Es hat die Auflage, mit moderner Museumstechnik heutige Sehgewohnheiten zu bedienen und die Ausstellung inklusiv zu gestalten, so dass unterschiedliche Besuchergruppen angesprochen werden.

Die Kernidee des Hauses soll im Mittelpunkt stehen

Inhaltlich stellt die neue Dauerausstellung das ehemalige Polizeigefängnis selbst in den Mittelpunkt – als Zentrum lokaler und regionaler Verfolgung. Dabei nimmt sie seine Insassen sowie die nationalsozialistische Polizei und auch die zeitgenössische Stadtgesellschaft in den Blick.
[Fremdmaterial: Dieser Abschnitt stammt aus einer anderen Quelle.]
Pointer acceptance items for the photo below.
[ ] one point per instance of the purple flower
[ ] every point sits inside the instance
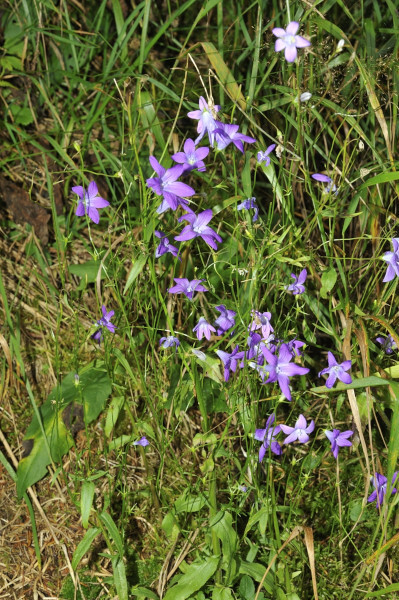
(191, 158)
(225, 133)
(279, 368)
(186, 287)
(247, 204)
(264, 156)
(380, 484)
(256, 343)
(206, 116)
(293, 346)
(89, 201)
(288, 40)
(142, 442)
(169, 341)
(297, 287)
(330, 187)
(167, 186)
(392, 258)
(388, 344)
(267, 436)
(230, 361)
(198, 227)
(299, 432)
(338, 439)
(261, 321)
(165, 246)
(336, 371)
(105, 321)
(226, 320)
(203, 328)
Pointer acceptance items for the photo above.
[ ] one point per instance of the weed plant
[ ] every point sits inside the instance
(216, 306)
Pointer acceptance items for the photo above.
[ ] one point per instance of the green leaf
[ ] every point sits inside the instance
(112, 530)
(393, 446)
(87, 272)
(247, 588)
(135, 271)
(328, 280)
(122, 440)
(222, 594)
(221, 524)
(67, 409)
(86, 501)
(390, 588)
(257, 571)
(196, 576)
(84, 546)
(188, 503)
(141, 592)
(118, 567)
(356, 384)
(113, 411)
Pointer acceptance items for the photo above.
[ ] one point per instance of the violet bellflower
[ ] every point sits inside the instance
(379, 482)
(203, 328)
(198, 227)
(336, 371)
(263, 157)
(230, 361)
(288, 41)
(256, 343)
(165, 246)
(261, 321)
(225, 133)
(247, 205)
(142, 442)
(89, 201)
(186, 287)
(191, 158)
(267, 437)
(330, 187)
(300, 432)
(206, 116)
(169, 342)
(294, 345)
(388, 344)
(167, 186)
(279, 368)
(338, 439)
(297, 287)
(105, 321)
(392, 258)
(226, 320)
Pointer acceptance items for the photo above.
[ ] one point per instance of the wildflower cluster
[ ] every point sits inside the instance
(272, 359)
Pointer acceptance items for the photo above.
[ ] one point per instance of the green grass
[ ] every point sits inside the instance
(89, 92)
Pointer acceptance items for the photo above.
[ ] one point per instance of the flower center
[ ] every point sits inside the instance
(290, 40)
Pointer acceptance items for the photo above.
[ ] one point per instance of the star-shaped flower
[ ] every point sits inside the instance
(380, 484)
(203, 328)
(300, 432)
(336, 371)
(288, 41)
(338, 439)
(186, 287)
(279, 368)
(167, 186)
(392, 258)
(264, 156)
(267, 436)
(89, 201)
(297, 287)
(192, 157)
(198, 227)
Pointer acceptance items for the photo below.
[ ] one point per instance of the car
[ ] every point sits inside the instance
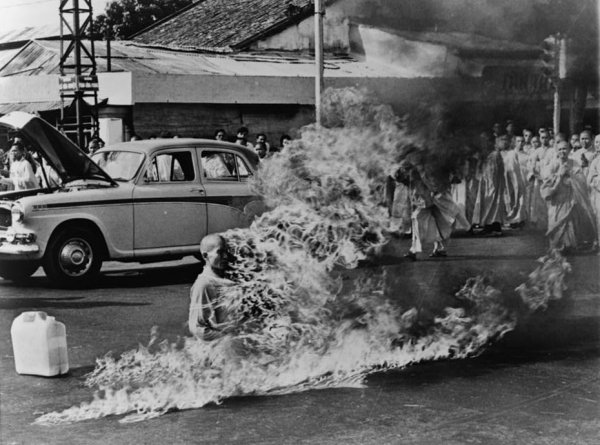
(139, 201)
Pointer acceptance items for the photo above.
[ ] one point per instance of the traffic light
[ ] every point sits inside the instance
(554, 57)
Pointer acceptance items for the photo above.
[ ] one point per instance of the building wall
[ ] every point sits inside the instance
(302, 35)
(201, 120)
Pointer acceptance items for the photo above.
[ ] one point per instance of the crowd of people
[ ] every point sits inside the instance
(514, 179)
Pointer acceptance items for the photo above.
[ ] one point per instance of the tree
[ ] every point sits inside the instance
(123, 18)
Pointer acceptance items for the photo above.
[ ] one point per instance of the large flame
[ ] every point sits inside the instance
(298, 326)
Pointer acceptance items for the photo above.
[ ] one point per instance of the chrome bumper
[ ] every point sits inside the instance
(14, 249)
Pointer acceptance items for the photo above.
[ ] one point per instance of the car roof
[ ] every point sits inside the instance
(149, 146)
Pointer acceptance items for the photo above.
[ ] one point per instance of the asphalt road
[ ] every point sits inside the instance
(540, 384)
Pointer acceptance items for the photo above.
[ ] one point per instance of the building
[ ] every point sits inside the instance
(223, 64)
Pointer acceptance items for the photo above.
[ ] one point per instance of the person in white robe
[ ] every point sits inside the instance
(571, 222)
(489, 210)
(514, 183)
(21, 170)
(594, 186)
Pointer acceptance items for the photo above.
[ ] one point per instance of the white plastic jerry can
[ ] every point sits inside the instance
(39, 344)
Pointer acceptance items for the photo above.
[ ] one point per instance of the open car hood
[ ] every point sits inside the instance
(69, 161)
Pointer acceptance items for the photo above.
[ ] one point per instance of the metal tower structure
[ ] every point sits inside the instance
(78, 81)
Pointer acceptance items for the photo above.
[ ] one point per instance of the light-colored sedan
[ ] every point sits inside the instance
(139, 201)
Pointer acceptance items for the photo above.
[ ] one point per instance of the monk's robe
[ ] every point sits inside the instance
(434, 215)
(489, 205)
(514, 188)
(538, 210)
(523, 157)
(594, 187)
(570, 217)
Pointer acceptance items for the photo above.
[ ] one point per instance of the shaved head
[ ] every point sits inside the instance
(209, 242)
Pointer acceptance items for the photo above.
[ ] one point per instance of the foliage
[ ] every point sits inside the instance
(122, 18)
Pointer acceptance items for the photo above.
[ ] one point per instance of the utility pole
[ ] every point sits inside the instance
(318, 60)
(554, 66)
(78, 79)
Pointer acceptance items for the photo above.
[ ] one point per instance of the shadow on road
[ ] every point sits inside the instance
(59, 303)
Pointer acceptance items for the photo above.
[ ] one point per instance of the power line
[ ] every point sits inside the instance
(18, 5)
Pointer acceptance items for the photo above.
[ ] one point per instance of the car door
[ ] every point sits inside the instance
(169, 202)
(225, 174)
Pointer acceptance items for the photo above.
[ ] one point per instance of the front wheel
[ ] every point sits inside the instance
(73, 258)
(18, 270)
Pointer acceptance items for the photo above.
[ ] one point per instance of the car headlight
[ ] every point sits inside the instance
(17, 213)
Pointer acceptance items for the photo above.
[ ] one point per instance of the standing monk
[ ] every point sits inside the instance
(594, 184)
(489, 207)
(570, 219)
(514, 182)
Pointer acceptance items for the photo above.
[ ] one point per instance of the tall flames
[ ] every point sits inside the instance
(298, 326)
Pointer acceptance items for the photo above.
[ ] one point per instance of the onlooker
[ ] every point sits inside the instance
(489, 208)
(594, 185)
(21, 171)
(261, 138)
(570, 216)
(220, 135)
(242, 137)
(93, 145)
(284, 141)
(586, 152)
(574, 141)
(261, 150)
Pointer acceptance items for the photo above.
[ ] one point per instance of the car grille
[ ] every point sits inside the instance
(5, 218)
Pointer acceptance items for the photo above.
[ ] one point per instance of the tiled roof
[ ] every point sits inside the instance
(224, 25)
(43, 56)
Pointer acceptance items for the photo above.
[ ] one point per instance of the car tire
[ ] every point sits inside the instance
(18, 270)
(73, 258)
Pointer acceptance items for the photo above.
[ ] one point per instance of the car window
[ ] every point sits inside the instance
(224, 166)
(219, 165)
(171, 167)
(243, 169)
(120, 165)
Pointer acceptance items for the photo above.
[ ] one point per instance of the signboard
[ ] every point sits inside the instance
(87, 82)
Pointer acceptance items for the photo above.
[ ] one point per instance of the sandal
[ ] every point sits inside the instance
(411, 256)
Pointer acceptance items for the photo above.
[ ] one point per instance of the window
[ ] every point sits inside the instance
(171, 167)
(223, 166)
(243, 169)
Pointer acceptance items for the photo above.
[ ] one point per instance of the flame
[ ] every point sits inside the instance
(298, 326)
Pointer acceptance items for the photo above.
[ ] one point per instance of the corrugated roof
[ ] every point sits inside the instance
(30, 107)
(30, 33)
(223, 25)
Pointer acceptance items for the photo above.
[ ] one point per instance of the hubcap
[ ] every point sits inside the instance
(75, 257)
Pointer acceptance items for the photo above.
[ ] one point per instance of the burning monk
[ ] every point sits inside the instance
(433, 216)
(570, 218)
(207, 316)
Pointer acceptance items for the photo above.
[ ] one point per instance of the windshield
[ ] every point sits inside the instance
(120, 165)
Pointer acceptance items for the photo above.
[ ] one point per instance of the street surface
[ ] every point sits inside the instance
(539, 385)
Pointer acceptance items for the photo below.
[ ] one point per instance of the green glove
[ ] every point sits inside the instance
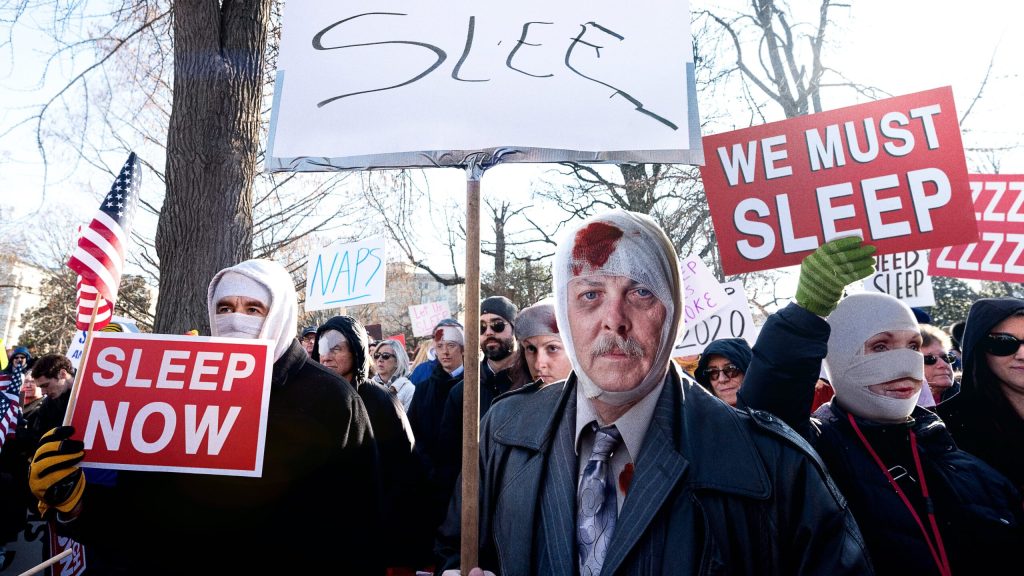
(53, 476)
(828, 270)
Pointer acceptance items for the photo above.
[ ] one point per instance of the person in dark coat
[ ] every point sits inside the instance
(689, 485)
(722, 366)
(924, 505)
(315, 504)
(986, 417)
(343, 345)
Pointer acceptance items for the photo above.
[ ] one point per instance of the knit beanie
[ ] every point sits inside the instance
(537, 320)
(631, 245)
(500, 305)
(856, 319)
Die Steinwache wird erlebbar als „Schnittstelle“ bzw. „Durchlaufstation“: Lokalgeschichten werden über die Steinwache verzahnt mit den bekannten Orten des NS-Terrors in ganz Deutschland und dem während des Krieges besetzten Europa, vor allem den großen Konzentrationslagern.

Dabei orientiert sich die Darstellung am aktuellen Stand der Forschung. „Wir wollen deutlich machen, welche Bedeutung das Haus in der NS-Zeit für die Stadt und die Region hatte“, so Mühlhofer.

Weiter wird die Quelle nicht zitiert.